By the Court.Order reversed and cause remanded.

HANLEY, J. (dissenting).

A motion under sec. 974.06, Stats., does not lie to review a trial ruling on grounds of abuse of discretion. The question in this case is whether by refusing a continuance, the trial court denied defendant his constitutional right to be represented by counsel.

The majority remands this case for a hearing defendant did not want when he filed his motion relying solely on the trial record. He expressly disclaimed reliance on any other supporting evidence. The record which he relied on showed that he was represented by counsel at arraignment and preliminary hearing. He came to court on his trial date, which had been fixed almost three months earlier, without his first attorney. He claimed (not having been sworn) that his mother had contacted a second. The new attorney could not attend on the day of trial because he was deer hunting.

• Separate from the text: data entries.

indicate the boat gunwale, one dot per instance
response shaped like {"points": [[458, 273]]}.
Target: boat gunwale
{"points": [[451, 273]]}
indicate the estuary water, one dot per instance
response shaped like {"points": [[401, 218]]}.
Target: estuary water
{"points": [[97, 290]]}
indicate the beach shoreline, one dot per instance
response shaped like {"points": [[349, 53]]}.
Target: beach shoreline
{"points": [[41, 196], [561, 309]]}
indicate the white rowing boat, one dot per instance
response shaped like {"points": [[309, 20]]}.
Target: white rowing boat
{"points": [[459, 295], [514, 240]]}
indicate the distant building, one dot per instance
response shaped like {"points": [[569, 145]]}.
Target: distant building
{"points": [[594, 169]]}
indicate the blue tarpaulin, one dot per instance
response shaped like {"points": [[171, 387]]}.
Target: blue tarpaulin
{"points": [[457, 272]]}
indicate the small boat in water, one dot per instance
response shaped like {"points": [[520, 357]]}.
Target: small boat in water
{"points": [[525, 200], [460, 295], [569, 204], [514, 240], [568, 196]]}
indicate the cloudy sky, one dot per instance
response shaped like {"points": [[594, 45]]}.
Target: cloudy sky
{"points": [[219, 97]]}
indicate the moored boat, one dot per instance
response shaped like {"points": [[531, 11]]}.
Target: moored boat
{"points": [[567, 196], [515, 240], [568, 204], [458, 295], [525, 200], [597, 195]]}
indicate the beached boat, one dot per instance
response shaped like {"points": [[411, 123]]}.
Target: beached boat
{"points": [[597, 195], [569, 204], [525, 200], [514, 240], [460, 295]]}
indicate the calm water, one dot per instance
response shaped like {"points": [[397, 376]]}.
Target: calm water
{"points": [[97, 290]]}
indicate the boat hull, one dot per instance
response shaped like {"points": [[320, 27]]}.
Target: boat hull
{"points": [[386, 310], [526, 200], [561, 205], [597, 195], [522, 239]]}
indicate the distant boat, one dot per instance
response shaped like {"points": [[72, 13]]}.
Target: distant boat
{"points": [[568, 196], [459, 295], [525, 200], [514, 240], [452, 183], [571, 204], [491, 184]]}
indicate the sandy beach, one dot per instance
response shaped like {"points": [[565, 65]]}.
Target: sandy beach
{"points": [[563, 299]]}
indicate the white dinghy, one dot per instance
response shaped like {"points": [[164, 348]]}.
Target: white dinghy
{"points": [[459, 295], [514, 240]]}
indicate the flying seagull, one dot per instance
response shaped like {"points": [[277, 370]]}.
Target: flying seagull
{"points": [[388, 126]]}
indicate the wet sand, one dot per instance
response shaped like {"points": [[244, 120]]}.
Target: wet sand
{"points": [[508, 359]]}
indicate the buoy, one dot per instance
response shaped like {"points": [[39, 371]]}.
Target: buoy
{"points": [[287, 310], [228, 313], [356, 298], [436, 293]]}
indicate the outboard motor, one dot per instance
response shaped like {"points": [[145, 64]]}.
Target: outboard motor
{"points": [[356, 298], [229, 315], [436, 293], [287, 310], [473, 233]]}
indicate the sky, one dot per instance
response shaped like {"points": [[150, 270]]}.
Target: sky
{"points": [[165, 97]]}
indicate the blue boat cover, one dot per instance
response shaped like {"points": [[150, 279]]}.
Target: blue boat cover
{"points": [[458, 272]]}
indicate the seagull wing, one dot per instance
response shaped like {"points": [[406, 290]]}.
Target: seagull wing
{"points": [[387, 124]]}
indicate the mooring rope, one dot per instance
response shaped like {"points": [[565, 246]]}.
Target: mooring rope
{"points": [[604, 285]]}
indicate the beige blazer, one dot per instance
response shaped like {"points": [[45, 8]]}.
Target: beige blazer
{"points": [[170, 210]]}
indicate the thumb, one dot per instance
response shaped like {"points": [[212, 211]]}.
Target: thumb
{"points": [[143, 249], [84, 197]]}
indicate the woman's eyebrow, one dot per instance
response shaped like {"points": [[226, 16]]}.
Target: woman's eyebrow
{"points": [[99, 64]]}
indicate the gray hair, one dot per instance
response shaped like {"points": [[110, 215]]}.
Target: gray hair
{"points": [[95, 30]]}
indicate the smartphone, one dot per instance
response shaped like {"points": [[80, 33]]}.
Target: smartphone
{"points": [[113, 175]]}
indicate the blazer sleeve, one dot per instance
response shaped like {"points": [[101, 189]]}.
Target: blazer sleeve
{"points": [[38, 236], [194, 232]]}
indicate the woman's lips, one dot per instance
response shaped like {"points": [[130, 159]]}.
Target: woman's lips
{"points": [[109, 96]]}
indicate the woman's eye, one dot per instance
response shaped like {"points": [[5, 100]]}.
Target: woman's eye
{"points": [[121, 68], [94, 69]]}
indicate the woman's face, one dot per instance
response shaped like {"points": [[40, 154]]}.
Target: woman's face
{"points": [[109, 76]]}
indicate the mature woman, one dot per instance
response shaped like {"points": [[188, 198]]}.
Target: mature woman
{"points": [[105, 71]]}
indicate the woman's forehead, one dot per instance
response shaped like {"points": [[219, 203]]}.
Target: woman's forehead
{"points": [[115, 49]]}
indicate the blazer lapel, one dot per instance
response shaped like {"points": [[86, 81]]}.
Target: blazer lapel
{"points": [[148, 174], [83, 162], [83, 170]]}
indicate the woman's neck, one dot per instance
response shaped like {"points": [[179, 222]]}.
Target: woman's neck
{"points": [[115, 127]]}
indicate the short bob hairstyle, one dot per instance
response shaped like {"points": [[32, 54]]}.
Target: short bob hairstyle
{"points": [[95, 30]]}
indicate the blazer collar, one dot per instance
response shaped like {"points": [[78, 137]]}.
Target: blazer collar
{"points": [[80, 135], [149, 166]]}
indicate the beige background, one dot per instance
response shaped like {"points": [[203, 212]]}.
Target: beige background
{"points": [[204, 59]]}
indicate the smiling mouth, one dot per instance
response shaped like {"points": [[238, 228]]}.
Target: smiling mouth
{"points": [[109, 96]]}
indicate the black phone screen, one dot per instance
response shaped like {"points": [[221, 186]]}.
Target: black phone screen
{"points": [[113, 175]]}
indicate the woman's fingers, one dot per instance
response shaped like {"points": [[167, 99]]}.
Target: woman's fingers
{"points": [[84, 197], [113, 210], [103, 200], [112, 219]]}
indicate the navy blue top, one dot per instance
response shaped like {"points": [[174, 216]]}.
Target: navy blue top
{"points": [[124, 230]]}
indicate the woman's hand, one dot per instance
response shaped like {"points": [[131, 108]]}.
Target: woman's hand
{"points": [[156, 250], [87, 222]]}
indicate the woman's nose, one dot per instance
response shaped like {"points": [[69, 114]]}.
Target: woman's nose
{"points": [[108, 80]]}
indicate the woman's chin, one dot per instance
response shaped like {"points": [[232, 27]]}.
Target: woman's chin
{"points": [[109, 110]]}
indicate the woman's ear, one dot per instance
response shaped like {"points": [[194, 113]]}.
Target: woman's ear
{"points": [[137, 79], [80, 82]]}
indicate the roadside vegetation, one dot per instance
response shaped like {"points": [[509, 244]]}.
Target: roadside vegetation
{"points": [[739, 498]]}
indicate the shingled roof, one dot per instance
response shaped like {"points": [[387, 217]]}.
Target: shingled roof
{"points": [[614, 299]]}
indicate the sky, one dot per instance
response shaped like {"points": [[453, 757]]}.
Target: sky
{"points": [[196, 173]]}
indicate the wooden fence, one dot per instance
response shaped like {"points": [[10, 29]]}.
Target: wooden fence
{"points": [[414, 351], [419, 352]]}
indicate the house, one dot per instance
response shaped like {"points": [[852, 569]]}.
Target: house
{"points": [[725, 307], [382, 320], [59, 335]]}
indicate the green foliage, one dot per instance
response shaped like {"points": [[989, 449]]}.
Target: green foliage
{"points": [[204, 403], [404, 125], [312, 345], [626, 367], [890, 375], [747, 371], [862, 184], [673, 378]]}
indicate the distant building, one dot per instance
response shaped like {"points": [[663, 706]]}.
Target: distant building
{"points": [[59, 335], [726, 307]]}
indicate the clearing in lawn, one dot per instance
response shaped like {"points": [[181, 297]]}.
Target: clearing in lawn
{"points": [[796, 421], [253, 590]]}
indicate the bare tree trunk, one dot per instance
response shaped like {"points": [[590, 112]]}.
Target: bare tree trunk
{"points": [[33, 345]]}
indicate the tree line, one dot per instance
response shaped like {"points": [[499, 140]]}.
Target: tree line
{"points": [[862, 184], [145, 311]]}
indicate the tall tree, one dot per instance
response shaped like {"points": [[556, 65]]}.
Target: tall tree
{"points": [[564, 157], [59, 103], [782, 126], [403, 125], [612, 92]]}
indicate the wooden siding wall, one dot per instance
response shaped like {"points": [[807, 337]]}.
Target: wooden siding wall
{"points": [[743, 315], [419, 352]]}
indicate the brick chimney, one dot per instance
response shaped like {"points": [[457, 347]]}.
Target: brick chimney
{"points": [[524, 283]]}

While I agree with the majority that a hearing would be required to grant defendant's motion, I do not agree that a hearing was required to deny it. The trial judge disbelieved defendant's story at the trial. The story was not worthy of belief then. It was not more credible the second time, seventeen months after conviction, and one month after probation on the conviction was revoked. I would affirm.

NOTES

[1] Bergenthal v. State, 72 Wis. 2d 740, 242 N.W.2d 199 (1976); Zuehl v. State, 69 Wis. 2d 355, 230 N.W.2d 673 (1975); Nelson v. State, 54 Wis. 2d 489, 195 N.W.2d 629 (1972).

[2] Sec. 943.20(3)(a) and (b), Stats.